La Sala de la Adivina
La tercera vez que el hombre la visitó, Nasuada estaba durmiendo: el
ruido de la puerta la despertó con un sobresalto. El corazón se le
aceleró. Tardó unos segundos en recordar dónde estaba. Cuando lo
consiguió, frunció el ceño y parpadeó para aguzar la vista. Deseó
poder frotarse los ojos. Bajó la mirada y se extrañó al ver que todavía
tenía una mancha húmeda de vino en el camisón de la última vez que
había bebido. «¿Por qué ha vuelto tan pronto?»
Entonces vio que el tipo pasaba por delante de ella transportando
un gran brasero de cobre lleno de carbón y que lo dejaba en el suelo,
apoyado sobre sus patas. En el brasero había tres largos hierros.
Nasuada sintió pavor: el momento tan temido había llegado.

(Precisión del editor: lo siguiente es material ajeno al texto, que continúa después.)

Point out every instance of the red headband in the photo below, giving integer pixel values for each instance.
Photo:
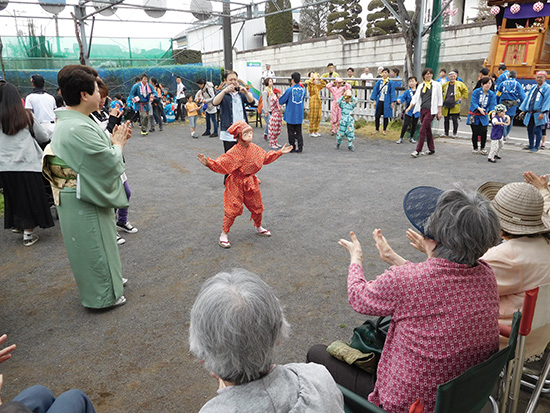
(238, 128)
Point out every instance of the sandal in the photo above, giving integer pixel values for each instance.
(262, 231)
(224, 242)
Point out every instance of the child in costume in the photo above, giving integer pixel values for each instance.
(337, 88)
(499, 121)
(409, 118)
(314, 86)
(275, 119)
(241, 163)
(347, 104)
(193, 112)
(383, 94)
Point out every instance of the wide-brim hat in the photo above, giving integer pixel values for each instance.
(419, 204)
(519, 206)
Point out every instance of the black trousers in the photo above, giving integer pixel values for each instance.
(409, 121)
(351, 377)
(380, 113)
(454, 117)
(295, 136)
(481, 131)
(180, 110)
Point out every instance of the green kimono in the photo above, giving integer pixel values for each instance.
(86, 212)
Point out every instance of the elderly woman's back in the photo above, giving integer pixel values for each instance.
(236, 322)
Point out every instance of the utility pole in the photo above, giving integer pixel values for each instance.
(227, 43)
(80, 12)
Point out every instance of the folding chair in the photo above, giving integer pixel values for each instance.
(534, 335)
(467, 393)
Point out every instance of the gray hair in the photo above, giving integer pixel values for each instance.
(236, 322)
(464, 225)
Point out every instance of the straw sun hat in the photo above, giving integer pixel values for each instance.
(519, 206)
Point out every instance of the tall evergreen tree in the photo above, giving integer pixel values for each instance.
(343, 18)
(279, 27)
(313, 20)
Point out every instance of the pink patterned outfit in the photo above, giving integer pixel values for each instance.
(275, 120)
(335, 113)
(444, 321)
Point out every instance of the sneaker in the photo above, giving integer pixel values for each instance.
(127, 227)
(262, 231)
(119, 239)
(30, 241)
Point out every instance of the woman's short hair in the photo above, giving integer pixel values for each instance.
(426, 71)
(74, 79)
(236, 322)
(13, 116)
(464, 226)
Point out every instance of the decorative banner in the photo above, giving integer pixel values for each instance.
(52, 6)
(201, 9)
(158, 10)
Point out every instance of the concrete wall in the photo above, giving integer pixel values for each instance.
(459, 44)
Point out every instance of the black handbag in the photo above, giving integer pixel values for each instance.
(370, 336)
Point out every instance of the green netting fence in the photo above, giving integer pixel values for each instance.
(120, 80)
(44, 52)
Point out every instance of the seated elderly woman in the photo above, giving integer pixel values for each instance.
(236, 322)
(444, 310)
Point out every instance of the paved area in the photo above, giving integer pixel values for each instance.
(135, 358)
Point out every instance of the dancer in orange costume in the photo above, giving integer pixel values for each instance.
(241, 163)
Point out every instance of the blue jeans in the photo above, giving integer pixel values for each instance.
(534, 133)
(508, 128)
(266, 118)
(211, 117)
(40, 399)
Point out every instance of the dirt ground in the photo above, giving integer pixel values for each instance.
(135, 357)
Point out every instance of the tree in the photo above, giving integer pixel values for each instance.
(278, 27)
(343, 18)
(313, 21)
(381, 20)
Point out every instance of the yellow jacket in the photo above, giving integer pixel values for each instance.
(461, 92)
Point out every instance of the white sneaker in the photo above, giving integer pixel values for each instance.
(119, 239)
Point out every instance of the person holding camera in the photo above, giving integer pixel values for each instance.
(232, 101)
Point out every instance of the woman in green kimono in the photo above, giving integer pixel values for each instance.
(84, 166)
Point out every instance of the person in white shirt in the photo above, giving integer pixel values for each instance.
(268, 72)
(42, 104)
(180, 99)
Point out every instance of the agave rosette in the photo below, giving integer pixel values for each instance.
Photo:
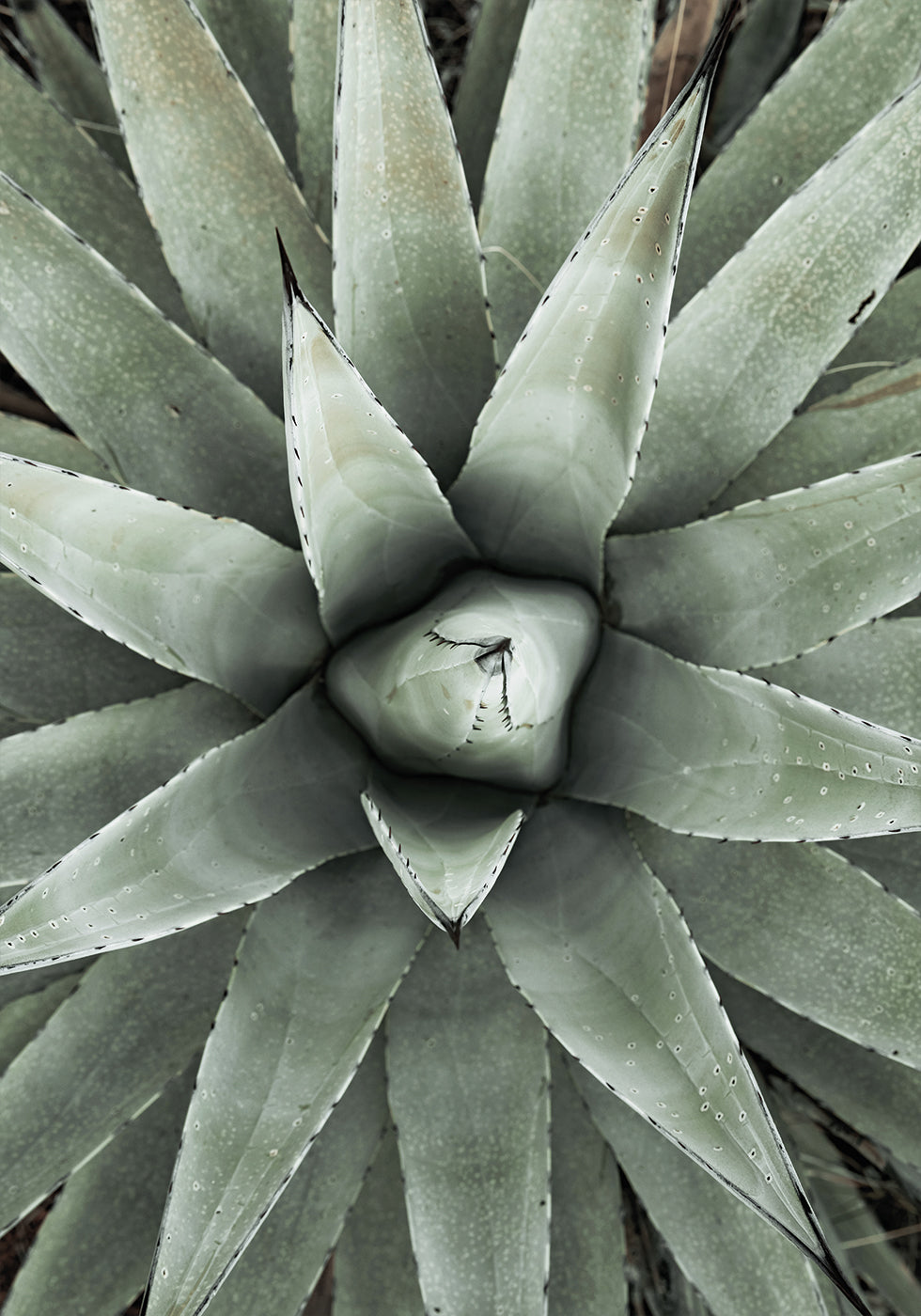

Intentó cruzar una mirada con el hombre, pero él no le hizo caso:
sacó un trozo de pedernal y uno de acero de una bolsita que llevaba
colgada del cinturón. Luego preparó un lecho de yesca en el centro
del brasero. Encendió el fuego y la yesca prendió y se puso al rojo
vivo; él empezó a soplar con suavidad, con la misma atención con que
una madre besa a su bebé, hasta que consiguió que unas pequeñas
llamas cobraran vida. Estuvo cuidando el fuego durante unos cuantos
minutos. Preparó un lecho de carbón de algunos centímetros de alto y
una columna de humo empezó a subir hasta una chimenea que había
en el techo. Nasuada lo observaba con una fascinación morbosa,
incapaz de apartar la mirada, a pesar de saber lo que le esperaba. Ni
él ni ella dijeron nada, era como si ambos se sintieran demasiado
avergonzados de lo que iba a suceder y no pudieran reconocerlo.
El hombre estuvo soplando un rato más y, finalmente, se dio la
vuelta como si fuera a acercarse a ella.
«No cedas», se dijo Nasuada, preparándose.

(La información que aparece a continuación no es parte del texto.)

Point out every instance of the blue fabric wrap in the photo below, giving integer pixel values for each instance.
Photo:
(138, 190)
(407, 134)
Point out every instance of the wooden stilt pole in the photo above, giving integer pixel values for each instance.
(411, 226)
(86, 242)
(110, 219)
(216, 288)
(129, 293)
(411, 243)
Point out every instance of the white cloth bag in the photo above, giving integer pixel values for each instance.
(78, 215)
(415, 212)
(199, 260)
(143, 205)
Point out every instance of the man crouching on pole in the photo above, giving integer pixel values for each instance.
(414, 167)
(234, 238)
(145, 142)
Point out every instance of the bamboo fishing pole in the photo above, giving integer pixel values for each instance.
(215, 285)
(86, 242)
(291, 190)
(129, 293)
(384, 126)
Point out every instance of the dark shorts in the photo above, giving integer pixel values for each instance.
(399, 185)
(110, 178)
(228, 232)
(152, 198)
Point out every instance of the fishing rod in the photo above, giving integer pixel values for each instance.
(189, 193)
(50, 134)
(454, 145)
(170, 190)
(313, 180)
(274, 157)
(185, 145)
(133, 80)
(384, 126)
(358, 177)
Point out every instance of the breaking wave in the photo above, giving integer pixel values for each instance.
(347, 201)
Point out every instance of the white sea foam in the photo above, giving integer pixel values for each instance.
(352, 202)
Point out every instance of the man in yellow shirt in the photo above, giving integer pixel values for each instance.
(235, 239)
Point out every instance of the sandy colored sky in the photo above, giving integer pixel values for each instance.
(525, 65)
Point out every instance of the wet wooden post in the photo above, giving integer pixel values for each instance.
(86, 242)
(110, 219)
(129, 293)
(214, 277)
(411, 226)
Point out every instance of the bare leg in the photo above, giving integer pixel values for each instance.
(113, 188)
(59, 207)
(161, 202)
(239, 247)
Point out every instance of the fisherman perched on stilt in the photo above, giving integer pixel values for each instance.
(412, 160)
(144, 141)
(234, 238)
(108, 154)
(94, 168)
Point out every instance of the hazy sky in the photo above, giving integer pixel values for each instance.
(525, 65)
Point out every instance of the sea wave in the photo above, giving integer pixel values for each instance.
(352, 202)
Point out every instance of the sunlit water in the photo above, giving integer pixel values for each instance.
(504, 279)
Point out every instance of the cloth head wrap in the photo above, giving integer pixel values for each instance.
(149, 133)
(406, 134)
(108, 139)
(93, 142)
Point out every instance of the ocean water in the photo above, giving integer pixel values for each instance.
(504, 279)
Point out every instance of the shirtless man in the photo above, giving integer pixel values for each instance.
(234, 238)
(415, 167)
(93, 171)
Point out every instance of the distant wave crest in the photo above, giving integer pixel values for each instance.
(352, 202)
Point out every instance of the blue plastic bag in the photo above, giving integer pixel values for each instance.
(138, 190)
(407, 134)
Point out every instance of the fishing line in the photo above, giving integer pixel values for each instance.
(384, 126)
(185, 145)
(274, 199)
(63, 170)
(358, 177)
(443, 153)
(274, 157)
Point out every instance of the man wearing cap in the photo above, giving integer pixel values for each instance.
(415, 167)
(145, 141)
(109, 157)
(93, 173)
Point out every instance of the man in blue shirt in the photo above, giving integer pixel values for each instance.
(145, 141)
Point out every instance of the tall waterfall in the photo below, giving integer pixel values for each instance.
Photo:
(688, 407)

Apretó los puños y aguantó la respiración. El hombre se acercaba
a ella..., un poco más..., un poco más... Sin embargo, de repente,
pasó de largo, levantando una leve brisa que acarició la mejilla de
Nasuada. Sus pasos se fueron alejando hasta que todo quedó en
silencio. El tipo había salido de la habitación.
Nasuada se relajó un poco y, al hacerlo, se le escapó un leve
suspiro. El brillante carbón atrajo su mirada como un imán: los hierros
se habían puesto al rojo vivo. Se humedeció los labios con la lengua y
pensó en lo agradable que sería poder beber un buen vaso de agua.
Uno de los trozos de carbón se partió por la mitad con un chasquido y
la habitación volvió a quedar sumida en el silencio.